ねぇうしくんうしくん

今週のまとめ (一週間で自分が見た技術系サイトのログ)が今のところメインです。プログラミング言語、人工知能、セキュリティ 等

🎸 ライブロック 🎸について

この記事は rogy Advent Calendar 2018 - Adventar の 9日目の記事です。

みなさんはデッドロックについてはご存知かと思われます。

// thread A
void doA() {
   lock1.lock(); // (A1)
   lock2.lock(); // (A2)
     // クリティカルセクション
   lock2.unlock();
   lock1.unlock();
}

// thread B
void doB() {
   lock2.lock(); // (B1)
   lock1.lock(); // (B2)
     // クリティカルセクション
   lock1.unlock();
   lock2.unlock();
}

2つのスレッドの処理が A1 → B1 のように進んだ場合、ロック解放待ちのブロックが発生し処理が停止してしまうという現象です。

ところで、デッドロックの親戚の概念としてライブロック(livelock)というものがあります。

A thread often acts in response to the action of another thread. If the other thread's action is also a response to the action of another thread, then livelock may result. As with deadlock, livelocked threads are unable to make further progress. However, the threads are not blocked — they are simply too busy responding to each other to resume work. Starvation and Livelock (The Java™ Tutorials > Essential Classes > Concurrency)

(訳) スレッドは時に別のスレッドの挙動に反応することがあります。一方で、そのスレッドがまた元のスレッドに影響を及ぼしあうとき、ライブロックが起こるかもしれません。デッドロックと同様に、ライブロックしたスレッドは処理を進めることができません。しかし、スレッドは実際にはブロックされていません ――― お互いの処理を再開するために永遠に反応しあうビジー状態に陥っています。

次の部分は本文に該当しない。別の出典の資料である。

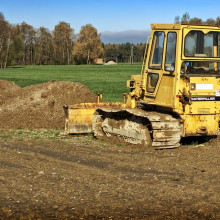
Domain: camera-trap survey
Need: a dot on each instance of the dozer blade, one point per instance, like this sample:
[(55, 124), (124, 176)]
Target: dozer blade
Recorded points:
[(79, 117)]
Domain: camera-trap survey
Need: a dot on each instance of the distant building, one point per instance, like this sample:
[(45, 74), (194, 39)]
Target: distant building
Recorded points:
[(99, 61)]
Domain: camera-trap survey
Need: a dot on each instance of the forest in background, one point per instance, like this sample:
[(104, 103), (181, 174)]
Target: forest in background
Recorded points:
[(23, 44)]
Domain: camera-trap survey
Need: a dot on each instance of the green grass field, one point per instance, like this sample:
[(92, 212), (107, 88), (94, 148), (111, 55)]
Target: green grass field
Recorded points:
[(108, 79)]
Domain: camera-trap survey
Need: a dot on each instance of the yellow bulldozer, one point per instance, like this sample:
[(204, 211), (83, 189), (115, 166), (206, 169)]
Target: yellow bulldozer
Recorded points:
[(176, 95)]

これを説明する比喩として面白い例がよく参照されます。

あなたが狭い道を歩いてるとき、向こうから人がやってきました。あなたはその人を見て右によけようとしますが、相手も同じ側によけられました。今度は左側によけようとしますが、あいてもまた左側によけようとします。結果としてお互いがまるで反復横跳びをしあうように運動し続け、前に進むことはありません。

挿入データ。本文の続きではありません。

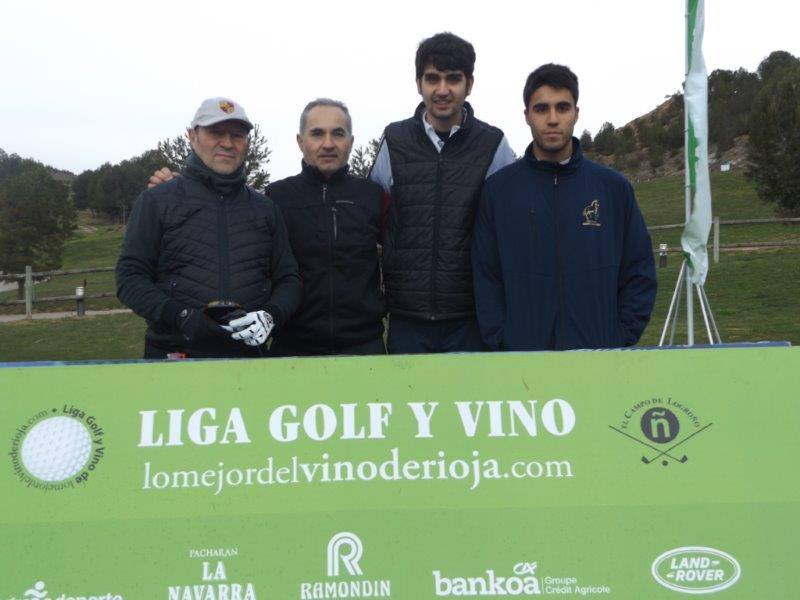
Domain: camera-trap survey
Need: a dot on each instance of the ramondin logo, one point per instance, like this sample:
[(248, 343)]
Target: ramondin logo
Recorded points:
[(524, 582), (343, 555), (662, 425), (696, 570), (55, 450), (38, 591), (350, 559)]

こういった行動は日常生活でよくあると思いますので、その際はライブロックのことを思い出してください。*1

ライブロックするコードの例についてみてみましょう。

// thread A
void doA() {
  lock1.lock(); // (A1)
  while (lock2.locked()) // (A2)
  {
    lock1.unlock(); // (A3)
    sleep(); // (A4)
    lock1.lock(); // (A5)
  }
  lock2.lock(); // (A6)
  // クリティカルセクション
  lock2.unlock();
  lock1.unlock();
}

// thread B
void doB() {
  lock2.lock(); // (B1)
  while (lock1.locked()) // (B2)
  {
    lock2.unlock(); // (B3)
    sleep(); // (B4)
    lock2.lock(); // (B5)
  }
  lock1.lock(); // (B6)
  // クリティカルセクション
  lock1.unlock();
  lock2.unlock();
}

スレッドAで、A2 ~ A5 でlock2がロックされている場合、lock1 のロックを解除して「もう一方のスレッドに譲る(一旦ロックを解除し(A3)、少し待ってから(A4) 再ロックを行う (A5) )」行為を行っています。しかしながらスレッドBも同じことをしているため、最悪の場合お互い譲り合いをしあう状態が続き、whileループを抜け出せなくなってしまいます。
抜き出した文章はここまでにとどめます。